Angiogenesis is one of the main hallmarks of cancer, which plays critical role in tumor growth and spread. Neovascular targeting therapy is aiming at the abnormal morphology and functionality of the chaotic blood vessel network in the tumor. In our microangiographical observations, a sparser vasculature appeared in BJOE treated tumors, suggesting angiogenesis inhibition was likely involved in the anti-cancer effects of BJOE, which was in line with the in vivo ADCperf findings. Differing from the previously reported mechanism of BJ on malignancies[15-20] by acting the caspase-dependent apoptotic pathway or through P53-, NF-kappa B-, COX-2-dependent death receptor pathways, anti-angiogenesis is mainly targeting endothelia of tumoral vessels or preventing tumoral vasculature, instead of direct effects on cancer cells.

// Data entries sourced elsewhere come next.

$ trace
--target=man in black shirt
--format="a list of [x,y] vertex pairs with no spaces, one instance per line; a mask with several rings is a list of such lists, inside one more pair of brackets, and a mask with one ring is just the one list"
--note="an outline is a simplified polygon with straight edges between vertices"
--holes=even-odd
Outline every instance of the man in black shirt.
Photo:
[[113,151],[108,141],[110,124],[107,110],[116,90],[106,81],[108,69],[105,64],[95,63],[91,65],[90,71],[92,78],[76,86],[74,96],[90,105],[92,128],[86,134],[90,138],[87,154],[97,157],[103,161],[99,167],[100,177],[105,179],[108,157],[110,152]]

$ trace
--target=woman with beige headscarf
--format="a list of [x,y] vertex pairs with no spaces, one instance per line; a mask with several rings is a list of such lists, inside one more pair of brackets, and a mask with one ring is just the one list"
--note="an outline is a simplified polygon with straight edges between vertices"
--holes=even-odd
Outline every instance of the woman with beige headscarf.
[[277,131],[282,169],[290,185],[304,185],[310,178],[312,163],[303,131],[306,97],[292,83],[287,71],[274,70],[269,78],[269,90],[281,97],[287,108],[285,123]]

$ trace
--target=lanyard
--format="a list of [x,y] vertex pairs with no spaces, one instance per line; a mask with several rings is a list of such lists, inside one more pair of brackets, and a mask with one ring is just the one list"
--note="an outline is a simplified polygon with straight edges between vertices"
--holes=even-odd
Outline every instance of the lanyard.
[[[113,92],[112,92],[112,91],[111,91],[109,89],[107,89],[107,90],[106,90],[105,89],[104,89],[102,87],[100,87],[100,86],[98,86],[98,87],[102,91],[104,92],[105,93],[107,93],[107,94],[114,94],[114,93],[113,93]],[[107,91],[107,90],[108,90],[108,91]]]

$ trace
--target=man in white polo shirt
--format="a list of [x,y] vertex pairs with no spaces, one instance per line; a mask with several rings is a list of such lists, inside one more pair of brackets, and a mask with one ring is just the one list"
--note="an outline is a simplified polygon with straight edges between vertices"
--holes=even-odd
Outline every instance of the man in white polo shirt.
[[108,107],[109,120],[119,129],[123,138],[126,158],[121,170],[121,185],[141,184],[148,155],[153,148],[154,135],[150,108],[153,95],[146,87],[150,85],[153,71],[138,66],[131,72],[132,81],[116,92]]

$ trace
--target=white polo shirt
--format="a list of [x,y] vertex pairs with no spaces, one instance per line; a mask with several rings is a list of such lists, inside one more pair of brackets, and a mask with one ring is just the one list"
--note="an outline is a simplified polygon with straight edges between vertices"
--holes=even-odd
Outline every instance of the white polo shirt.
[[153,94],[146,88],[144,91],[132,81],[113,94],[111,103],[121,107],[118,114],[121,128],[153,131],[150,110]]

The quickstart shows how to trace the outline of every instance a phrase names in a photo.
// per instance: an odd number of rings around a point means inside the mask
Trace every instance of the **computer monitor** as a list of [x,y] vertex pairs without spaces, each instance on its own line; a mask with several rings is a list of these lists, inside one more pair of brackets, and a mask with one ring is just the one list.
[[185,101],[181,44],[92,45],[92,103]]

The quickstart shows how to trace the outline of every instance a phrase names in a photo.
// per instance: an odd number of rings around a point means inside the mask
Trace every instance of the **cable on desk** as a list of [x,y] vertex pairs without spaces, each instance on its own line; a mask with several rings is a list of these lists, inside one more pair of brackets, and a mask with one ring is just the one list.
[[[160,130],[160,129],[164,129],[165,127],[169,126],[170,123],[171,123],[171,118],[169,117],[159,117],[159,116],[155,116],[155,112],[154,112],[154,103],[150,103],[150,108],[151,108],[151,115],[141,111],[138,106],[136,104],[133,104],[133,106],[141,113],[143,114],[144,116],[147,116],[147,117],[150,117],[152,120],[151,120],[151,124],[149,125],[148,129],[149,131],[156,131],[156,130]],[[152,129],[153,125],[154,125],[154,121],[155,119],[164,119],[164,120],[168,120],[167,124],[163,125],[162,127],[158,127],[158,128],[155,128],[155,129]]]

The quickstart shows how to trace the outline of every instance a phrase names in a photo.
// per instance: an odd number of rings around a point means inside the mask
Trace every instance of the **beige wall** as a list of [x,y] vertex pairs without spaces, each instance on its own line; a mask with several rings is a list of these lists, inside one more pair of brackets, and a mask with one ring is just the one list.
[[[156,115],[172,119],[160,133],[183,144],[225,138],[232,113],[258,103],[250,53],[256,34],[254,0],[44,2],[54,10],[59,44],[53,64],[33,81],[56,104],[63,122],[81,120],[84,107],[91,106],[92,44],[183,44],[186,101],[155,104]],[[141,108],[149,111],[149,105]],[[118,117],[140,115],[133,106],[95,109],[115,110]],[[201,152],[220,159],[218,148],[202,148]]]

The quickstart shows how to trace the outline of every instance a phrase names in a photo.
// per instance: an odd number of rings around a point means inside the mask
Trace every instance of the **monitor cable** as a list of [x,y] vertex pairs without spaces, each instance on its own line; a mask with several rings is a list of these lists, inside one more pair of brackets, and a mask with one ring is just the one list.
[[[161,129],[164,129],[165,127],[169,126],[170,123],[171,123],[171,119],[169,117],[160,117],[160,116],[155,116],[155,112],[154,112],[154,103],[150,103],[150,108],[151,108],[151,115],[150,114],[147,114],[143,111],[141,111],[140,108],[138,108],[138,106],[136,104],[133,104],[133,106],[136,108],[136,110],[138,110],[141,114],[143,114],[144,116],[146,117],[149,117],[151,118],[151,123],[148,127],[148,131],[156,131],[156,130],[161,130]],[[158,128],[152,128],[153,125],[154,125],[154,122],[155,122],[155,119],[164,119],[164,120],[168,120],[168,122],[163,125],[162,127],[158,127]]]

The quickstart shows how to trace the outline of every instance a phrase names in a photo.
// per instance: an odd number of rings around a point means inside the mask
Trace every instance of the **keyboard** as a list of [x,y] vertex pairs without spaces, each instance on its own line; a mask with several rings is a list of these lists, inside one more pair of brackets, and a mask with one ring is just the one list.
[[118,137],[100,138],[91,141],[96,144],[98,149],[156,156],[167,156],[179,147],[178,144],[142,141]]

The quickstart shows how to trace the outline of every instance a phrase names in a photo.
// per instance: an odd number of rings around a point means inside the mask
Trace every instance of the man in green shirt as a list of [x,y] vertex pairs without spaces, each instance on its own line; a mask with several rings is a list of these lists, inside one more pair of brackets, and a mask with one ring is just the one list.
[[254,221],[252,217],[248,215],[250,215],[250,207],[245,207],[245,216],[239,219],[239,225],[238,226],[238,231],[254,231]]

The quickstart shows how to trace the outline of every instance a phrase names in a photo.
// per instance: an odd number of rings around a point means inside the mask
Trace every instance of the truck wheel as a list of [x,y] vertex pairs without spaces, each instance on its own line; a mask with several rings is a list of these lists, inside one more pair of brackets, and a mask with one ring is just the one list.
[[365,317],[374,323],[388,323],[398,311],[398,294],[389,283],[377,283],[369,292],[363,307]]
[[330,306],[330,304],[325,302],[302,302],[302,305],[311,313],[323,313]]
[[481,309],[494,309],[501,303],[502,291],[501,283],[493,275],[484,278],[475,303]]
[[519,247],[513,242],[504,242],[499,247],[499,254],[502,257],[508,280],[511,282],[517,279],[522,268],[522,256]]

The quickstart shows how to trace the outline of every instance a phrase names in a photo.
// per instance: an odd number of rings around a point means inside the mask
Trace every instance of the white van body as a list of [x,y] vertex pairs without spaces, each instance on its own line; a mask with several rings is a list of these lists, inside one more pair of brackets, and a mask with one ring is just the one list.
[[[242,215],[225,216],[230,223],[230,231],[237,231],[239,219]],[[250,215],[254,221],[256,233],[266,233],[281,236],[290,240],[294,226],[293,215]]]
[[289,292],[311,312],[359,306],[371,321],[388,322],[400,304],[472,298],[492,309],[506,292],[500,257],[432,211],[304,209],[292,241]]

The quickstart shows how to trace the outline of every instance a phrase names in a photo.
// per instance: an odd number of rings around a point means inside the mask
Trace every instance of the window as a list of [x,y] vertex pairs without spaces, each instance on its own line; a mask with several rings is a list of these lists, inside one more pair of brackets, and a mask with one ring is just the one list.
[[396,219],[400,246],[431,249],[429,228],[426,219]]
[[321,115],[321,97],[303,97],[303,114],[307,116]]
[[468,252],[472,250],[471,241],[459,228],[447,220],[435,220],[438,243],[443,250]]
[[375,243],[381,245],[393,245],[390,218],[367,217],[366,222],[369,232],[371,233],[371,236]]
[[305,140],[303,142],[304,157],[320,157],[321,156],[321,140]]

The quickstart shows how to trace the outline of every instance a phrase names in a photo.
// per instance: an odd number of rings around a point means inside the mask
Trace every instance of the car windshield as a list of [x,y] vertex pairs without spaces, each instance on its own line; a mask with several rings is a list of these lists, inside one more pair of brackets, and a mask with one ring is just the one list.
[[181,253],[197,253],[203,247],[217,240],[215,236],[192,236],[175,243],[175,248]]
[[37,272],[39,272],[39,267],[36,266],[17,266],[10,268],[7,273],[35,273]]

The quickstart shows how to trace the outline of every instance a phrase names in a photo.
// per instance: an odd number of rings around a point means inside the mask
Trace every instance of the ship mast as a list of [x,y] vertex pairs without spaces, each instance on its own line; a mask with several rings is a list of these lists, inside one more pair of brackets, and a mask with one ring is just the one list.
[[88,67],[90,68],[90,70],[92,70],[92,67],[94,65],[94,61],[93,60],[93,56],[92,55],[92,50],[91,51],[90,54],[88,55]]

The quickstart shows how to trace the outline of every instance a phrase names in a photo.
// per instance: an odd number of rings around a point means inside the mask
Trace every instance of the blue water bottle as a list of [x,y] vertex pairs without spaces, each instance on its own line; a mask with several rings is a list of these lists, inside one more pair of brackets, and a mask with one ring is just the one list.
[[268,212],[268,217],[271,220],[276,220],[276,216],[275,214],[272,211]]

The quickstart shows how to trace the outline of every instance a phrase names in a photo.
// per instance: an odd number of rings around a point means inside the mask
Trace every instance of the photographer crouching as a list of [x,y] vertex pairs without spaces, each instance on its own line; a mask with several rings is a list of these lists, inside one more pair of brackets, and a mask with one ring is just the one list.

However, this possible novel anti-cancer effect of BJOE needs further verification in tumoral endothelial cells and in other tumor models.
Taken together, local BJOE injection created necrosis, reduced the growth and lowered vessel density in rat R1 tumors. MRI allowed monitoring tumor growth and quantifying therapeutic responses. As a non-invasive and contrast-agent-free technique, ADC map helped distinguish the necrotic from viable tumor tissues. On top of that, we have generated and applied a platform with rat model of R1 tumor allograft, with in vivo MRI diagnosis and post-mortem microangiography and histopathology evaluation, which might allow evaluating the anti-cancer effects of different other drugs as well.
This work has partially been supported by KU Leuven projects IOF-HB/08/009 and IOF-HB/12/018, the KU Leuven Molecular Small Animal Imaging Center MoSAIC (KUL EF/05/08) and European Union (Asia-Link CfP 2006-EuropeAid/123738/ACT/Multi-Proposal No. 128-498/111); and by research grants from “973” Project (2012CB932604), New Drug Discovery Project (2012ZX09506-001-005), the National Natural Science Foundation of China (Grant No. 81530053, 81471685). Liu YW is sponsored by a scholarship from the center of excellence in vivo molecular imaging research (IMIR). The corresponding author is a Bayer Lecture Chair holder.
There are no conflicts of interest.
No patient involved.
All animal experiments were carried out in compliance with European and national regulations after approval from Katholieke Universiteit Leuven university ethics committee (P147/2013) for animal care and use.